Repetition in Kierkegaard

Kierkegaard Commentary
Repetition does not feature much in Kierkegaard commentary. However, it is rather important. There is a book called Repetition and it features heavily in Concluding Unscientific Postscript. This lack of discussion reflects a failure for Kierkegaard commentary to develop properly. This certainly not a comment on the competence of individual commentators, but it is a comment on a tendency to put him in an over restricting framework, where concepts are applied to Kierkegaard without enough attention to how Kierkegaard's thought might challenge those concepts . Over time this has given us: Existentialist Kierkegaard, Postmodern Kierkegaard, Deconstructive Kierkegaard, Literary Kierkegaard, Fideist theological Kierkegaard, Neo-Aristotelian Virtue Theory Kierkegaard.

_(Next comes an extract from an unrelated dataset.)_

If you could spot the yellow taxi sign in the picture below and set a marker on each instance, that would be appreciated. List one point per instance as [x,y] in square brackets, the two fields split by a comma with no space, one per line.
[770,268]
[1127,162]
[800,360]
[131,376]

Repetition and Recollection
A brief consideration of 'Repetition' will hopefully make some small contribution to grasping Kierkegaard himself. 'Repetition' is established in opposition to 'Recollection'. Recollection is presented with reference to Plato's Theory of Recollection from the Meno and the Republic. That is the theory that perceptions of the forms of things are present in our memory, so that knowledge in its fullest sense comes from recollection of those forms.

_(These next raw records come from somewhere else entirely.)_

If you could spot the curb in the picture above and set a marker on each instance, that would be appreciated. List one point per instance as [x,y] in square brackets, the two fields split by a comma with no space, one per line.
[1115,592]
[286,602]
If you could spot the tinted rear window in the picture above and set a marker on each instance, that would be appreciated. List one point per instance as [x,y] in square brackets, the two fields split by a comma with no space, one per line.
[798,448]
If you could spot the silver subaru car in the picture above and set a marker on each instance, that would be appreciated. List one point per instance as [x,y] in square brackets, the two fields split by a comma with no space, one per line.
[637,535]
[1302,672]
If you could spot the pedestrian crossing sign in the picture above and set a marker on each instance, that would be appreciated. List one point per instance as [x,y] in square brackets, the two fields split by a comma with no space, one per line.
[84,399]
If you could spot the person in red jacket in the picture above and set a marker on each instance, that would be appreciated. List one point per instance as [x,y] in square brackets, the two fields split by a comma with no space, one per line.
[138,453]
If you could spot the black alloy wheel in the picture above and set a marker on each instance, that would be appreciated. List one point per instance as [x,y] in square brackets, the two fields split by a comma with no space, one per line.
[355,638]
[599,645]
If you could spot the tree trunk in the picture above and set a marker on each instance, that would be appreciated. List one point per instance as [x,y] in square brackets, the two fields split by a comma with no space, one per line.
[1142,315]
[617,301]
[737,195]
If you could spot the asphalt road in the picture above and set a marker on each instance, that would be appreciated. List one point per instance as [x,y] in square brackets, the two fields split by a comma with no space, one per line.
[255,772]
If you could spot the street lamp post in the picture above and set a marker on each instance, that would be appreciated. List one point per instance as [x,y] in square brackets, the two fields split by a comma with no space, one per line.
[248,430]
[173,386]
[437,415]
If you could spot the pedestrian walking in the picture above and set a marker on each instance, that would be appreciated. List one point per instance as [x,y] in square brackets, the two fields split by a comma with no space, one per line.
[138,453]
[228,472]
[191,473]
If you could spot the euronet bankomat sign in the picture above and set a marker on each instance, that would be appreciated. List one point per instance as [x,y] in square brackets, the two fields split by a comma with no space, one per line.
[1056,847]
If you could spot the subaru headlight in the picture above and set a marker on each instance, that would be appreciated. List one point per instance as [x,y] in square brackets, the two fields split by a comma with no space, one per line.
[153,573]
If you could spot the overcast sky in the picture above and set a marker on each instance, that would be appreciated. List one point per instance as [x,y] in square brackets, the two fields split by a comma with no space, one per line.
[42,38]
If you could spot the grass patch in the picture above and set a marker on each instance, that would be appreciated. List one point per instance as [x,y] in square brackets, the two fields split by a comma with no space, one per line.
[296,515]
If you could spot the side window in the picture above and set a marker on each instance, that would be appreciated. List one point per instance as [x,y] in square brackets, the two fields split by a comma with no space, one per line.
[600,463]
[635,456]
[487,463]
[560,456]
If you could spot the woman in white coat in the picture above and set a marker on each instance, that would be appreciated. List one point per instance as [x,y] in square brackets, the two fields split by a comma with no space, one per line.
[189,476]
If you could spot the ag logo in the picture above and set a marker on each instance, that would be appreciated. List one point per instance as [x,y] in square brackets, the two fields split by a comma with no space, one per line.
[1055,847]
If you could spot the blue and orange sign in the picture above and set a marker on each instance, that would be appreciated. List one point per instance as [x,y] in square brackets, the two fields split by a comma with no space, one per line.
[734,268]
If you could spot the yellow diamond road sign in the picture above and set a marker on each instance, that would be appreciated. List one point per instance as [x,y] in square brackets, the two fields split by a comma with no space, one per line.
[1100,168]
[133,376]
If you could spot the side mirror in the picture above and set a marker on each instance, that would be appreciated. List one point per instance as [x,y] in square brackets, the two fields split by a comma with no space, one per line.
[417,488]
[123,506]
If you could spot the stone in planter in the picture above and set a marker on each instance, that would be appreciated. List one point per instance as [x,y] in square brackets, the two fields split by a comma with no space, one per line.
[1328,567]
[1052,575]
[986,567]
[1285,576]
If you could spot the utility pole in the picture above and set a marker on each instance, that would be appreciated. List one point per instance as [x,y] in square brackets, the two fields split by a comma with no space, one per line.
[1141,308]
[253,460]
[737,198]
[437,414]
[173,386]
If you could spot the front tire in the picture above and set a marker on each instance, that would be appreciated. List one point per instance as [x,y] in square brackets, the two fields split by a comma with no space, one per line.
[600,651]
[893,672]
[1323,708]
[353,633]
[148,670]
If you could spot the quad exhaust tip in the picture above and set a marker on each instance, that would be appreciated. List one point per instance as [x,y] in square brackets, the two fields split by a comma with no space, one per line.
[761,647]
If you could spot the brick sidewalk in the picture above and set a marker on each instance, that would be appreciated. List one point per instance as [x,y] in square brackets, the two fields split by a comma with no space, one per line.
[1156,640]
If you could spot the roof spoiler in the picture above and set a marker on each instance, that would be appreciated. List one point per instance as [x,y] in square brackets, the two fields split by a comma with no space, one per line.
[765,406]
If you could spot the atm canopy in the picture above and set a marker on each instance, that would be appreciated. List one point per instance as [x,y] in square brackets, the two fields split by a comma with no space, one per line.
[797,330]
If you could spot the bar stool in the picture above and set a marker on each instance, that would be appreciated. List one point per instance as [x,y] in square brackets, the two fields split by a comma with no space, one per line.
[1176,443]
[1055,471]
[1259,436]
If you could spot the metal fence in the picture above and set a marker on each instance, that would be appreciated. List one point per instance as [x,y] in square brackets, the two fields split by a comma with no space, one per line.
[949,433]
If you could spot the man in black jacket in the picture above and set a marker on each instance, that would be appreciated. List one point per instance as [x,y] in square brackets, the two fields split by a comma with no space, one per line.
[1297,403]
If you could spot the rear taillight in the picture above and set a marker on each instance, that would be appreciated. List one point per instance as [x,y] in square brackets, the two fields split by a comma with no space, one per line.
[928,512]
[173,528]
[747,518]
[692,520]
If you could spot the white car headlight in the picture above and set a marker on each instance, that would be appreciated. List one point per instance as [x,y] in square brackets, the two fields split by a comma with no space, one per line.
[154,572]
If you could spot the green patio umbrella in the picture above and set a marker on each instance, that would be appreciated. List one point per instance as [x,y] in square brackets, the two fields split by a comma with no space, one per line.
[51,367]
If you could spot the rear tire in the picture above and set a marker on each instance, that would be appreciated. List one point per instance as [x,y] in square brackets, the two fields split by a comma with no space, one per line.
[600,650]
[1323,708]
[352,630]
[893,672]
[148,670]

Metaphysics and Psychology
Kierkegaard suggest that his is a move at the heart of metaphysics. We can think here of Kierkegaard giving a psychological theory for the origin of Platonism and of metaphysics in general, paralleling his explicitly psychological account of Anxiety as essential to free will.

An Alternative to Anxiety and Melancholia
Recollection is a backwards move in which we establish the continuity of the self through orientating our state now to past states. It represents a subordination of subjectivity to objectivity, and a subordination of 'living' to abstraction. Recollection is a backward Repetition. Repetition is a forward recollection in which we live forward, actively repeating the past in order to establish the continuity of self. In this understanding, knowledge emerges from subjectivity instead of an impossible attempt of subjectivity to subordinate itself to objectivity. The relation between subjectivity and objectivity is irreducibly paradoxical for Kierkegaard, but the paradox must be approached from subjectivity because that is our irreducible starting point. Repetition is against the metaphysics which subordinates time to atemporal forms, and tries to crush subjectivity under atemporality. Subjectivity is temporal and time moves in a direction, from past to future. That direction enables Repetition in which past moments are seized in the present in a new context. Repetition is the condition of happiness, so it it provide a structural psychological alternative to his discussions of Anxiety and Melancholia.

Kierkegaard at the Main Event in British Philosophy
Fortunately Kierkegaard will be the subject of a plenary Session of the Joint Society of the Aristotelian Society and the Mind Association, in Aberdeen in July 2008. John Lippett and Michelle Kosch will speak. Given the under developed nature of Kierkegaard commentary
the organisers have made an interesting choice. The Joint Session is the big event of the philosophical year in Britain. Kosch and Lippett have a chance to make a difference to the interest in and understnad of Kierkegaard, I hope they use the chance to the full.